Empirical notes
Legal Data Audit Checklist
A compact checklist for missingness, extraction drift, panel structure, priors, and interpretive restraint.
2026
The audit begins before the model.
A legal-data result is not serious until the data-generating path is visible enough to challenge. Missingness, extraction error, panel dependence, priors, and case composition are not footnotes. They decide whether the conclusion is stable.
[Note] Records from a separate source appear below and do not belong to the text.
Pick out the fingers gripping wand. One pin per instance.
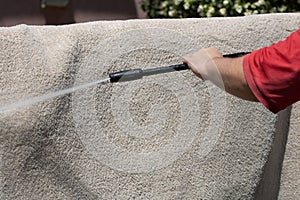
(135, 74)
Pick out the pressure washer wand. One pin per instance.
(135, 74)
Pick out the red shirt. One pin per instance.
(273, 73)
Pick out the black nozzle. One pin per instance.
(126, 75)
(134, 74)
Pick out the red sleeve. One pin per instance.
(273, 73)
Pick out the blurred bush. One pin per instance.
(215, 8)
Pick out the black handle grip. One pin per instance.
(134, 74)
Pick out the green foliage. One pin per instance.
(216, 8)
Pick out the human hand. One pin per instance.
(202, 62)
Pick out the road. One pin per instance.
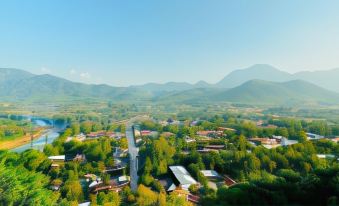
(133, 153)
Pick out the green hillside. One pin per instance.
(260, 92)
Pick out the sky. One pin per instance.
(126, 42)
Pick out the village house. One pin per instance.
(311, 136)
(181, 177)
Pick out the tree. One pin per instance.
(72, 190)
(146, 196)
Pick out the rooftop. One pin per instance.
(182, 175)
(209, 173)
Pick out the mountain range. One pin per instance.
(259, 84)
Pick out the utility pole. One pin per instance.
(46, 139)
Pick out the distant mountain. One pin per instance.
(19, 85)
(295, 91)
(258, 71)
(260, 92)
(157, 88)
(328, 79)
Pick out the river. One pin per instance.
(40, 142)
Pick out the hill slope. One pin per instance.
(17, 85)
(260, 92)
(327, 79)
(258, 71)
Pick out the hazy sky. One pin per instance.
(126, 42)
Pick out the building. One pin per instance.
(210, 174)
(286, 142)
(57, 159)
(181, 177)
(311, 136)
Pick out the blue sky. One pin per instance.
(133, 42)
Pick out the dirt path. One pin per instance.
(10, 144)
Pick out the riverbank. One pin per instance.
(11, 144)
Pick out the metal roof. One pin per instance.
(182, 175)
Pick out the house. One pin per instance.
(210, 174)
(114, 185)
(181, 177)
(189, 139)
(226, 129)
(168, 184)
(215, 147)
(85, 204)
(286, 142)
(263, 141)
(96, 134)
(56, 160)
(311, 136)
(325, 156)
(167, 134)
(229, 181)
(80, 137)
(76, 158)
(194, 123)
(210, 133)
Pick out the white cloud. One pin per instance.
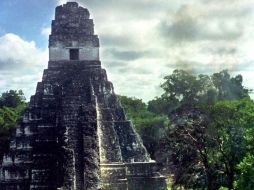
(21, 64)
(142, 41)
(45, 31)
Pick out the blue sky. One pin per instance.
(26, 18)
(141, 41)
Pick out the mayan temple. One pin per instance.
(74, 134)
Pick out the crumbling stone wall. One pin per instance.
(74, 135)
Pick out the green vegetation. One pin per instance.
(201, 129)
(12, 104)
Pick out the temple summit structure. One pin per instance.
(75, 134)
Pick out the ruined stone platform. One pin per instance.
(75, 134)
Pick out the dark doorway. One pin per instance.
(74, 54)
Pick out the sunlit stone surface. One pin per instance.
(75, 135)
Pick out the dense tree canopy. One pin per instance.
(207, 141)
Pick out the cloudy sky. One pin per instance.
(141, 40)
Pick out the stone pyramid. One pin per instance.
(74, 134)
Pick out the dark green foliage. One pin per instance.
(150, 126)
(12, 104)
(207, 138)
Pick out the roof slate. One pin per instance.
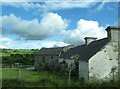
(85, 52)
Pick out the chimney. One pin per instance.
(113, 33)
(89, 40)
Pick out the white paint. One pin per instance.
(101, 63)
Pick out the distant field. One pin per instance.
(8, 52)
(27, 78)
(11, 78)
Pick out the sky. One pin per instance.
(33, 25)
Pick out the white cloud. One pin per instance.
(29, 44)
(50, 24)
(49, 6)
(85, 28)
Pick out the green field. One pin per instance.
(27, 78)
(8, 52)
(22, 77)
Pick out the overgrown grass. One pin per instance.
(48, 79)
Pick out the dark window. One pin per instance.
(64, 61)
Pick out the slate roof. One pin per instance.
(50, 51)
(85, 52)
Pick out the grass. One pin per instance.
(8, 52)
(29, 78)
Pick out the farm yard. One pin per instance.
(23, 77)
(29, 78)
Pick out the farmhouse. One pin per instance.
(47, 58)
(97, 58)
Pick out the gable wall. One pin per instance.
(101, 63)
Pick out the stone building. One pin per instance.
(47, 58)
(97, 58)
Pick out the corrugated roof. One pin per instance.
(85, 52)
(50, 51)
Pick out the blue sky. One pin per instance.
(50, 24)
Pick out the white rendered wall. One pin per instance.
(101, 63)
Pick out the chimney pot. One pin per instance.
(88, 40)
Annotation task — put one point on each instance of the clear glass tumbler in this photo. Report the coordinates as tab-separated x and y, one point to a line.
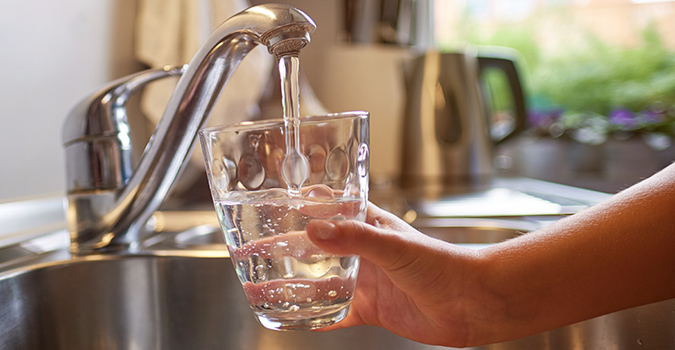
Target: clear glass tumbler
289	282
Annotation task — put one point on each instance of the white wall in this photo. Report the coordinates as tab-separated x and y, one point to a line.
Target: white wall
52	53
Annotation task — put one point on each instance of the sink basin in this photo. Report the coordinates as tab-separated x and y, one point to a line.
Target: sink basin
191	299
183	293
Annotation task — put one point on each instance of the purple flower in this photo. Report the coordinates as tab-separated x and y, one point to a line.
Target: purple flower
652	117
622	117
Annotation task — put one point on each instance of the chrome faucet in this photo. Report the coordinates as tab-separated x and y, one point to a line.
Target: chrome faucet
109	204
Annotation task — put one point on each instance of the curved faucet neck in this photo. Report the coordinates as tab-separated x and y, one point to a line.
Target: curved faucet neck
283	29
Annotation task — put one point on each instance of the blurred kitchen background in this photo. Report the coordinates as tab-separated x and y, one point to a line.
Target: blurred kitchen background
599	76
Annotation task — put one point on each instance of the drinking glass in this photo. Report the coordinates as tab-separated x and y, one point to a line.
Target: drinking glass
265	194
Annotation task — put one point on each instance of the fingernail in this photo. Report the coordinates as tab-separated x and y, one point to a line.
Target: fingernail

record_span -> extracted_fact
extracted_fact = { value, status, source, uncertainty }
publishable_claim only if:
source can be checked
uncertainty is named
denominators are stable
reviewer action is recorded
alternative explanations were tested
Checklist
| Check | Target | Failure mode |
|---|---|---|
| Missingness | Manual sample. | If "not mentioned" actually means "model missed it," the result can drift in a patterned way. |
| Posterior checks | Observed vs simulated. | A model should reproduce the broad shape of the data it claims to explain. |
| Prior sensitivity | Rank stability. | If small prior changes reorder the result, the support is thinner than the headline. |
| Panel dependence | Shared case effects. | Three judge-vote rows from one case are not three independent worlds. |
| Track effects | Published vs routine decisions. | Case type can explain a visible difference that looks like actor-level disparity. |
Product implication
The same rule applies to legal AI tools. A citation chip that appears only after the answer has already been generated is weak. The source path has to shape the answer while it is being made. The interface should expose files, pages, spans, dates, people, claims, and the path from each claim back to the material that produced it.
Public rule
Good empirical work should make disagreement easier. A reader should be able to ask: what was counted, what was excluded, what was inferred, what denominator changed, and what would have to be true for the claim to fail?